JAYAKARTA NEWS – International Mask Festival (IMF) 2021 diselenggarakan Jumat dan Sabtu, 11 dan 12 Juni 2021 secara hybrid. Pada hari pertama, terdapat peluncuran Indonesia Mask Organization (IMO) sebagai wadah pecinta topeng Indonesia. Pada hari kedua, IMF dan IMO memberikan penghargaan, tribute, kepada dua tokoh topeng Indonesia, yaitu Bambang Besur, Surakarta dan Ayu Bulan, Bali.

Menurut Chief Executive IMF 2021, Mimi Zulaikha, S.S., “IMF 2021 bukan hanya sebagai peluncuran IMO, tetapi juga memberikan tribute kepada tokoh topeng Indonesia. Melalui IMF, kami mengharapkan terwujudnya relasi dan diplomasi budaya antar bangsa, negara, daerah, dan masyarakat melalui seni pertunjukan topeng dunia.”

Kiri: Rambat Yulianingsih (Solo), Irah irah sekar puri. Kanan: Wayang Tripurwo Budoyo (Jombang), Tari Topeng Jatiduwur. (foto: IMF 2021)

IMF pada hari kedua menampilkan 16 video delegasi Indonesia dan enam video delegasi mancanegara. Delegasi Indonesia yang tampil live, yaitu seorang Maestro topeng Indonesia pada hari ini yaitu Wangi Indria asal Indramayu ini juga berkesempatan menampilkan tarian Topeng Panji gaya Indramayu.
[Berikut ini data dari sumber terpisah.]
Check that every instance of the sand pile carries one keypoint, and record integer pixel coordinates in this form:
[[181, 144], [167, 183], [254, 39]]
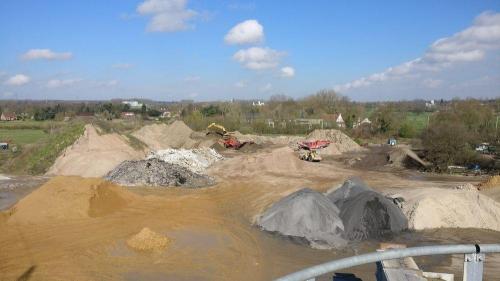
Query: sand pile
[[154, 172], [93, 155], [162, 136], [148, 240], [404, 157], [451, 208], [493, 181], [340, 142], [195, 160], [365, 213], [70, 198], [307, 214]]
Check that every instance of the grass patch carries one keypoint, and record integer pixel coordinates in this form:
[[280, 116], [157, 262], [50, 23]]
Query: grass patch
[[23, 136], [36, 158]]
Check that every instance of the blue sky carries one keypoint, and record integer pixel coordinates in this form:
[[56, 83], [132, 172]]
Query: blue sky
[[218, 50]]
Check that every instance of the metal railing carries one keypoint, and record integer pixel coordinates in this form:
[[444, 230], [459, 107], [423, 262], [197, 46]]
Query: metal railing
[[473, 260]]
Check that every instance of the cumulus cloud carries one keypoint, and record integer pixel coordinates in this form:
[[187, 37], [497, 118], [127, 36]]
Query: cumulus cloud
[[122, 66], [166, 15], [57, 83], [240, 84], [192, 78], [247, 32], [47, 54], [467, 46], [17, 80], [287, 72], [258, 58]]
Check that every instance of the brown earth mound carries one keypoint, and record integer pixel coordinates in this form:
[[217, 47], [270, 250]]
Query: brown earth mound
[[493, 181], [404, 157], [162, 136], [70, 198], [148, 240], [340, 142], [93, 155], [450, 208]]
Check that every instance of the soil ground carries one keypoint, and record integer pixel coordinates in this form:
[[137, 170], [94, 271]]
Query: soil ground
[[210, 230]]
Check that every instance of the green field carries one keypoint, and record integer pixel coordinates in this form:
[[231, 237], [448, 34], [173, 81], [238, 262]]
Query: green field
[[22, 136]]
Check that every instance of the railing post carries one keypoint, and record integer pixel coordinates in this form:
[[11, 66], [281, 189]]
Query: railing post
[[473, 267]]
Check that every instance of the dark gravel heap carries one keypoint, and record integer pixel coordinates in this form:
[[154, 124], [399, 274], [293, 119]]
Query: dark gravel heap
[[154, 172], [307, 214], [352, 212], [366, 214]]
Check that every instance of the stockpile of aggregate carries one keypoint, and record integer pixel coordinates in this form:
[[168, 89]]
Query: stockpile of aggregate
[[155, 172], [366, 214], [196, 160], [307, 214], [352, 212]]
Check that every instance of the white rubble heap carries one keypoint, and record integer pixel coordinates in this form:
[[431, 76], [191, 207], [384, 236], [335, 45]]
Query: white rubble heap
[[196, 160]]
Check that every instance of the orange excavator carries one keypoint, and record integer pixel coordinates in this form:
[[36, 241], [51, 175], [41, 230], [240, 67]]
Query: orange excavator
[[228, 140], [308, 150]]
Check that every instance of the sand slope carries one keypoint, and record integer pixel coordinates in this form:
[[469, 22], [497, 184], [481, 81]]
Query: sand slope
[[451, 208], [94, 155], [70, 198], [162, 136]]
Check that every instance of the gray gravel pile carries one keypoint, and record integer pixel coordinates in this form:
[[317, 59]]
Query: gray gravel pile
[[352, 212], [154, 172], [307, 214], [366, 214]]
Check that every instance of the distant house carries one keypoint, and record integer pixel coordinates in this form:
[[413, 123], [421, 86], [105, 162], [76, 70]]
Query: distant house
[[166, 114], [127, 115], [335, 118], [133, 104], [8, 116]]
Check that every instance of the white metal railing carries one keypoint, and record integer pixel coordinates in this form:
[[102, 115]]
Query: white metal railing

Para penonton daring maupun luring pun berkesempatan berinteraksi langsung dengan penyelenggara melalui live chat di kanal YouTube SIPA Festival. Selain itu, IMF turut memajukan dan mempromosikan UMKM pengrajin topeng Indonesia dan mancanegara, yaitu dari Jepang dan Perancis melalui penjualan barang seni yang bisa diakses melalui marketplace tokopedia dan shopee bernama @indofeststore.

Loka Art (Gunung Kidul), Bobung. (foto: IMF 2021)

Pengumuman pemenang kompetisi TikTok dengan Juara 1 mendapat Rp. 1000.000; Juara 2 Rp. 750.000; dan Juara 3 Rp 500.000 ada di penghujung acara. Selain itu, pengumuman pemenang quiz juga disebutkan di akhir acara.

IMF 2021 sukses diselenggarakan atas dukungan Kementerian Pariwisata dan Ekonomi Kreatif Republik Indonesia; Dinas Kepemudaan, Olahraga, dan Pariwisata Provinsi Jawa Tengah; Pemerintah Kota Surakarta; Stakeholders; dan media partners. IMF telah ditonton oleh 400 penonton yang hadir di nDalem Purwohamijayan dan ribuan viewers melalui kanal YouTube SIPA Festival.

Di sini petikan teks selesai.